Shipwrecked in Warrnambool

Shipwrecked in Warrnambool

Down under

I am entranced by the sight of the glazed earthenware Minton peacock in iridescent hues standing proud on a grey mound, with flowering blackberry and ivy and clumps of foliage.

Created by an imaginative French artist and made by skilled craftsmen of the famed British pottery company Minton & Co, it symbolises to me the triumph of man over nature.

The peacock, intact in its packing case, drifted ashore two days after the Loch Ard shipwreck. It was modelled by an Italian artist and was to be exhibited at an international exhibition in Melbourne in 1880. Except for a chip on its beak, it survived the stormy seas and the dangerous reefs.

Today, it is valued at over $4 million!

Along the southern coast of Australia is a rugged stretch called the Shipwreck Coast, between Moonlight Head and Port Fairy. Many ships have come to grief on this stretch in the early 1800s and 1900s, because of the ferocious weather conditions, thick fog and treacherous reefs. On our drive along this winding road with swoops and loops, we read a series of plaques along this disaster zone, marking these tragedies. 

I am in Warrnambool, Victoria’s most active port in the 1880s, situated on one end of the Great Ocean Road. Today, this seaside town with a charming vibe is the place where visitors spend a night before they explore the charms of the winding Great Ocean Road, with its superb vistas of windswept cliffs, rocky promontories, rainforests and amazing wildlife. Between June and September, visitors flock to Logan Beach to witness female whales give birth and nurse their calves. 

The town is also home to the iconic Fletcher Jones clothing manufacturer’s factory, with a landscaped garden, waterfalls and a hawker’s wagon created on an old quarry site when the company built its first factory in 1948.

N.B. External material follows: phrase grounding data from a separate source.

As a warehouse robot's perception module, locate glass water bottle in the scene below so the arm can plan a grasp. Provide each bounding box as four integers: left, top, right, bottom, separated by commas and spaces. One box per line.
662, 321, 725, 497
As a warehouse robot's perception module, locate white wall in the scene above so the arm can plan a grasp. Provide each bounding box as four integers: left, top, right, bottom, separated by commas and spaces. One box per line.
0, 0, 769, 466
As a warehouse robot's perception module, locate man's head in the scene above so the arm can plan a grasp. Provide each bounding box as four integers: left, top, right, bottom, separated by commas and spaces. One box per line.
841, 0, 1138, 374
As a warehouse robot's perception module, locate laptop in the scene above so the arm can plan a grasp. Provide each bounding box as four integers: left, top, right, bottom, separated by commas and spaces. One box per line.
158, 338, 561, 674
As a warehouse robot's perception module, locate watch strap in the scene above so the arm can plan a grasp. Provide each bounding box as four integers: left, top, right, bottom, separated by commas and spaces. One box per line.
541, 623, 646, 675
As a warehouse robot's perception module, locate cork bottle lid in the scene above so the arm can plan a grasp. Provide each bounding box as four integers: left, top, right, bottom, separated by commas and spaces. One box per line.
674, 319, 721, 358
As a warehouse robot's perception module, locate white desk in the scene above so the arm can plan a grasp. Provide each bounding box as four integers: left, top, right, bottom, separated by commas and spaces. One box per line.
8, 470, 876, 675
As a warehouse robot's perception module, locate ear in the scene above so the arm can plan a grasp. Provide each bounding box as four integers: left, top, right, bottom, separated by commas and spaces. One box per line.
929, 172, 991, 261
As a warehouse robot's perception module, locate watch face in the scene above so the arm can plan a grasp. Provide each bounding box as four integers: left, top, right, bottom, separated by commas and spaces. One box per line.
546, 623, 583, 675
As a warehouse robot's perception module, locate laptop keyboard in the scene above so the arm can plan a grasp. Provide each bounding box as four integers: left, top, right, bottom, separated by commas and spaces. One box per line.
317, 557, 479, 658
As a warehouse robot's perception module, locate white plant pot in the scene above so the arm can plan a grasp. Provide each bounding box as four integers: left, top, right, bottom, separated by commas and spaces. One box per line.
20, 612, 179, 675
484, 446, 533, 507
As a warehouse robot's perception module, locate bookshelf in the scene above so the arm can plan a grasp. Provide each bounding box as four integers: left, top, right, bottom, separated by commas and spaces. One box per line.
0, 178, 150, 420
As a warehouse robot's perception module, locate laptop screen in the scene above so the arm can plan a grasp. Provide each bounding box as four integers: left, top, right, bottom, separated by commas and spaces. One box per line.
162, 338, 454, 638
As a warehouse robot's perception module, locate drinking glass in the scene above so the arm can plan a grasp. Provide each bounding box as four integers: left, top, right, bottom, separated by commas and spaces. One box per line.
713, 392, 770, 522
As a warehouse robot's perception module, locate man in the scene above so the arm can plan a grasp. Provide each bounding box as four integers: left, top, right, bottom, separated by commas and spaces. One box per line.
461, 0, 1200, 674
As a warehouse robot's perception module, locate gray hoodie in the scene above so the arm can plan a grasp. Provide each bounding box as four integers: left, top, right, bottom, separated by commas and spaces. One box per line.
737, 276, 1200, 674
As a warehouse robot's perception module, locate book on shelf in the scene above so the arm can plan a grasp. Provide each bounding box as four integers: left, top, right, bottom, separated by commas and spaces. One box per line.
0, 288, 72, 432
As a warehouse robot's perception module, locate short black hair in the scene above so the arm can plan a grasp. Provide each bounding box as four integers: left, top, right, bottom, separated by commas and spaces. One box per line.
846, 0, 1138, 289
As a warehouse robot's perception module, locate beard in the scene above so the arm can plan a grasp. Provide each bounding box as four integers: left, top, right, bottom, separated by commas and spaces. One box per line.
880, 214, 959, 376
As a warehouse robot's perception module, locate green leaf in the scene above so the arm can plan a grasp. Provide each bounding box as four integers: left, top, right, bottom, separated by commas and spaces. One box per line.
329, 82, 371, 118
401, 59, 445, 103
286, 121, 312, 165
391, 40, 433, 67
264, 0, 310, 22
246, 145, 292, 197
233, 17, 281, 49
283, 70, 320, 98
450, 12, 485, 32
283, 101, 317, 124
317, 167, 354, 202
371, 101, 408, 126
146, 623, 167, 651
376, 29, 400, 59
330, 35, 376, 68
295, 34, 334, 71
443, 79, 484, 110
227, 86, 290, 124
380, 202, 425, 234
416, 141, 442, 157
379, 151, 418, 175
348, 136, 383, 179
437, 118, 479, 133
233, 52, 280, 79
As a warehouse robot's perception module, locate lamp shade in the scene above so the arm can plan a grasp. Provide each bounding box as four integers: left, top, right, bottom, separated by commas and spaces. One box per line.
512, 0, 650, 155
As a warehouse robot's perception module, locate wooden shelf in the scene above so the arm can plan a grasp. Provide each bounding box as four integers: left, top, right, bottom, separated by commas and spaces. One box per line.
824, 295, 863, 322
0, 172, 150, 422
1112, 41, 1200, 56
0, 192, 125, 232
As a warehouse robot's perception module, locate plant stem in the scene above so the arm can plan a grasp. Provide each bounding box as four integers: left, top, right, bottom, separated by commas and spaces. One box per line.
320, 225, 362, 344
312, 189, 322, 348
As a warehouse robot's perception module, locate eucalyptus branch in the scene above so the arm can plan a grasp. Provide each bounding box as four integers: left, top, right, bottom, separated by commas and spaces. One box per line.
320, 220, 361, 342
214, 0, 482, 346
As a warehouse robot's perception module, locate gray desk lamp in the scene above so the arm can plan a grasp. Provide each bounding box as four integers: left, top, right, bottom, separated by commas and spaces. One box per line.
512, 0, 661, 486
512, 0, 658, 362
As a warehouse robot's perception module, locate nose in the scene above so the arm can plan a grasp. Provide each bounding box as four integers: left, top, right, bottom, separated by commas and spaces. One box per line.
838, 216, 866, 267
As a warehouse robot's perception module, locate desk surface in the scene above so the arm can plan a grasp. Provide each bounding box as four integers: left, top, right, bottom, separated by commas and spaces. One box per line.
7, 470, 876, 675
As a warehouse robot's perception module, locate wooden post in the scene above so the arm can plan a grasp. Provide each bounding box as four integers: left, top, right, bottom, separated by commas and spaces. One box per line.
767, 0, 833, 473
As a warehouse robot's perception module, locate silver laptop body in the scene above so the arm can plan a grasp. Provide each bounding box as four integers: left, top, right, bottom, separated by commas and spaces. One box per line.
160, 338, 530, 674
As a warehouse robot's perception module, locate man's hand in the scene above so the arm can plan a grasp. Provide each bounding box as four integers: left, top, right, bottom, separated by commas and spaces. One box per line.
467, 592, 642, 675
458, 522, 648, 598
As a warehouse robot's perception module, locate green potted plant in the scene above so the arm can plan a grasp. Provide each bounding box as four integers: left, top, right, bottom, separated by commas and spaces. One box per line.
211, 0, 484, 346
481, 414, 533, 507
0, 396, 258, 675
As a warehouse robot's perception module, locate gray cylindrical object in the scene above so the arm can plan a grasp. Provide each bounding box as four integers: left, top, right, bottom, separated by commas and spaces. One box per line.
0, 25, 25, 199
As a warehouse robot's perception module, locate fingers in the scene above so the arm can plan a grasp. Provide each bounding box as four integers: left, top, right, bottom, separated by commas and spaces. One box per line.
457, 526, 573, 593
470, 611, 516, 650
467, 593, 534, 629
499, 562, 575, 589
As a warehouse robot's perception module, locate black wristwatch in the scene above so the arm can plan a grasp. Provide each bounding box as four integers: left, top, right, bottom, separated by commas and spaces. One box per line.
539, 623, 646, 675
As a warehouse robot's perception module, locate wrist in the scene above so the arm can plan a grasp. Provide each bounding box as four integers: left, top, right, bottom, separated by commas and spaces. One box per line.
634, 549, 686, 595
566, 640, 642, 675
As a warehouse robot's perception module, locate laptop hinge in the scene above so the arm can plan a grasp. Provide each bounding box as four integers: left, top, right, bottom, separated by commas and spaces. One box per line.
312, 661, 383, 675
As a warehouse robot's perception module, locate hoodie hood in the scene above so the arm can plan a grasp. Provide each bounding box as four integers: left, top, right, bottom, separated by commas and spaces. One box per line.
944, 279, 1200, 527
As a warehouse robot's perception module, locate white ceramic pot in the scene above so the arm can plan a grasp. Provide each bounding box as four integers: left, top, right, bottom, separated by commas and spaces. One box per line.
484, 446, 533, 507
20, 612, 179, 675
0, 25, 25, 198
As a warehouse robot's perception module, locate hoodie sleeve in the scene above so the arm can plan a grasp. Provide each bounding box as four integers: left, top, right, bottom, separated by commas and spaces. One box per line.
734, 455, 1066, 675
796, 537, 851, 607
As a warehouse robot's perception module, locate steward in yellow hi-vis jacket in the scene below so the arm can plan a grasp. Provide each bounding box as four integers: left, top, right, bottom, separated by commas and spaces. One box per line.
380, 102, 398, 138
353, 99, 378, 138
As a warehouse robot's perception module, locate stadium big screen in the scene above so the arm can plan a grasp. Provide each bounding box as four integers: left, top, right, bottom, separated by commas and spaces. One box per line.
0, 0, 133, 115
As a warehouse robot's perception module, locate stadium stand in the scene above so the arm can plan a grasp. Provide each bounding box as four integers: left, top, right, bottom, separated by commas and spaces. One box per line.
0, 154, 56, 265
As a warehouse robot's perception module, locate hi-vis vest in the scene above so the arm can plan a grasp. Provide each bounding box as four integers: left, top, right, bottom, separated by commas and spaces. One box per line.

The Sebel Deep Blue, our unique hotel, is set on top of an underground aquifer and uses this mineral-rich water in its deep water bath house as well as plumbing and room heating systems. Visitors flock to the Flagstaff Hill Maritime Village, which was created around an original 1859 lighthouse, to give visitors a back-in-time feel and an experience of life in a 19th century port as well as showcase the maritime heritage of this region.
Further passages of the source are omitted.